Souvenir tickets in hand and jiggling with anticipation we wait to be bussed from HQ to the house, cameras at the ready and grinning with recognition at our fellow fans and bus buddies. Through the music-note adorned gates, up the drive through lovingly kept grounds, we pull up in front of the famed white colonnades. It feels smaller than I had anticipated; a grand home, but I’ve seen houses in Western Sydney to rival it.


Our King-weary bus driver gives us the drill: no flash photography and Graceland is a one-way tour; take as long as you like to look, but keep moving forward.
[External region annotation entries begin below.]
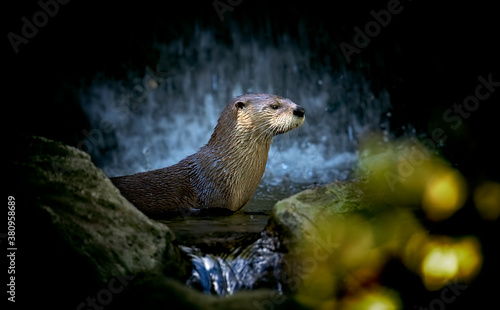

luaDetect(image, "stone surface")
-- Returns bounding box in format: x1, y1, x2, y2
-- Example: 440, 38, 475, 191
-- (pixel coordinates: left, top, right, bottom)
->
266, 181, 373, 251
6, 137, 297, 310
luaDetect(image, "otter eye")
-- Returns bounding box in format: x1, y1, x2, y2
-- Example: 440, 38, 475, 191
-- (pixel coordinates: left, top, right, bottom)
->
234, 101, 245, 109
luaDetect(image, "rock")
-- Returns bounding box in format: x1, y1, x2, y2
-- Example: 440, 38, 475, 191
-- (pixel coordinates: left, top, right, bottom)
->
2, 137, 296, 310
266, 181, 373, 251
7, 137, 187, 306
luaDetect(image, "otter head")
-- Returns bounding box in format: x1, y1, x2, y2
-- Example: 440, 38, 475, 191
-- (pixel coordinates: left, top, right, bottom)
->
232, 94, 305, 139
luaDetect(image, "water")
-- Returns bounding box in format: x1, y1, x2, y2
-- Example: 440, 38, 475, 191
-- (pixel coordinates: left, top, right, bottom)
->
181, 233, 282, 296
80, 23, 390, 295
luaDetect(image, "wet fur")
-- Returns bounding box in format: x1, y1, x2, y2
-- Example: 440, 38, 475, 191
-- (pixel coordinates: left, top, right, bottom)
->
111, 94, 304, 215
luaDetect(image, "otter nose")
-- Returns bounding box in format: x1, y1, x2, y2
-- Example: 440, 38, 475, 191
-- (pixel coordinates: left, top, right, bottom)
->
293, 105, 306, 117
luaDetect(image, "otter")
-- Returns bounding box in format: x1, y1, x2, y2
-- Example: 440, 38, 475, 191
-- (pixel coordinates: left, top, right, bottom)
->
111, 94, 305, 216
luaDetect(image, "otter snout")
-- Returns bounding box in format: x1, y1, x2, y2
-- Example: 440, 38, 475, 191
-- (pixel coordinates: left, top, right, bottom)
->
293, 105, 306, 117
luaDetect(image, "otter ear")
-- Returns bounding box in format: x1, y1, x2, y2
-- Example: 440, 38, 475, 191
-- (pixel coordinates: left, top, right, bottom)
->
234, 101, 245, 109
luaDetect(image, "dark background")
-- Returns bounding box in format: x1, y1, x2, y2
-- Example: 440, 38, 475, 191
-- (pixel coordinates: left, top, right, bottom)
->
2, 0, 500, 179
2, 0, 500, 307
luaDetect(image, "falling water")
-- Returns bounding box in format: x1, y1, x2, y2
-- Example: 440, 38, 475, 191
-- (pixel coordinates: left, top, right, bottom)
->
80, 24, 390, 194
80, 23, 390, 295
Luckily I discover that time seems to stand still, in 1977, once you’re inside.

With headphones on and audio tour droning we wander through, careful not to miss a thing. The formal lounge bears the hallmarks of wealth: it’s plush and white and home to a grand piano, peacock motif stained-glass windows and a setting that feels unexpectedly current. We wind on; past the main staircase and the velvet rope that keeps us from his bedroom and the secrets of the second floor, past his parents guest room, through the dining room, the 70s yellow-wood kitchen and into the famed “Jungle Room”. It’s green carpets, stonewall water feature and carved wooden furniture are a tiki-tastic display. One of Lisa-Marie Presley’s stuffed animals sits perched in a chair, where it has sat for thirty years and will most likely sit for thirty more.
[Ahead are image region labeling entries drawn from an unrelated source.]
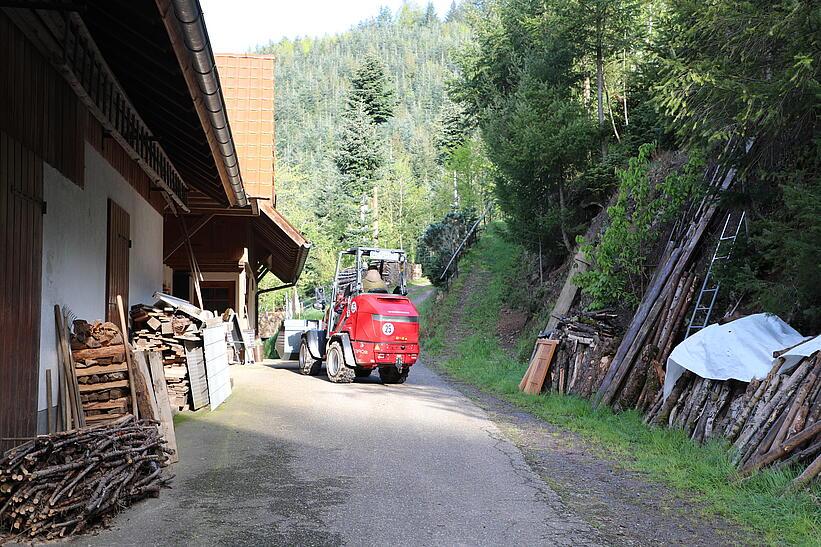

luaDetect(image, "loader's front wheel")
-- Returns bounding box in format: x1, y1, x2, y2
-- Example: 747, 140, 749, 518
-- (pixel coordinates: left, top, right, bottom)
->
379, 366, 410, 384
299, 339, 322, 376
325, 342, 355, 384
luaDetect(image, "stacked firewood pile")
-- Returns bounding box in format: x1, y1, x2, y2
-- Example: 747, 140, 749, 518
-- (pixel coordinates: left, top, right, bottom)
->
131, 305, 202, 409
726, 352, 821, 486
594, 159, 735, 410
545, 310, 617, 397
0, 415, 172, 542
71, 319, 130, 424
646, 353, 821, 486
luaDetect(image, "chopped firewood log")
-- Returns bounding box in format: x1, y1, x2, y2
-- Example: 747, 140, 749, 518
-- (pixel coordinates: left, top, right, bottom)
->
0, 415, 173, 541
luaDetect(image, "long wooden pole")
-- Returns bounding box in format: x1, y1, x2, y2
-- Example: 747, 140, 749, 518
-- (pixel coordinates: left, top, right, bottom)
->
46, 368, 54, 435
117, 294, 140, 419
54, 304, 85, 429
We take our time in the canary yellow, mirrored basement media room – complete with a state of the art 70s television wall – pass through the billiard room lined floor to ceiling with endless bolts of patterned fabric. Elvis’ presence is heavy in the air and as I leave the main house I can’t shake the feeling that he left the building (zing!) just a few steps ahead of me. It’s eerie.
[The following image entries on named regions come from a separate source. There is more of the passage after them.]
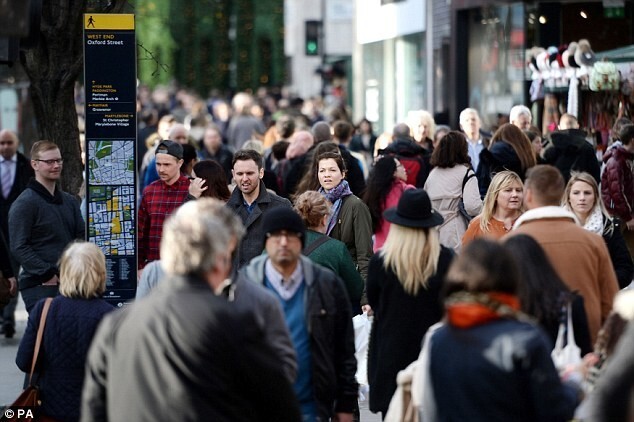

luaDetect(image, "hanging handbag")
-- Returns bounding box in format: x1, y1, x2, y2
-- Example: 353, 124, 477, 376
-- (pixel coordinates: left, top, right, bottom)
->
0, 297, 53, 422
458, 168, 475, 226
589, 61, 621, 91
550, 303, 581, 371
Through outbuildings and offices, past stables and down endless halls of gold and platinum records, jumpsuits and memorabilia, the intimacy of his home gives way to his omnipresent superstardom. From the gold Nudie suit and the outfits he and Priscilla were married in, to stuffed toys and statuettes, everything is laid bare behind glass. There is a room filled with floral tributes that still flood in, nearly 35 years after his death. It’s easy to forget he was just a heck of a talented guy who loved his family and his bacon.

With a bowed head and that voice in my ears, the tour ends at Elvis’ grave, in the Meditation Garden. Lying with his mother, father and grandmother it’s melancholic and beautiful at once. He’s at home, with his family, just as I imagine he would want it to be. Though I’d long been desperate to visit, I expected Graceland to resemble the latter years of Elvis’ life: gaudy, tired and massive. What I didn’t expect was for this fabled house to feel quite so much like a family home.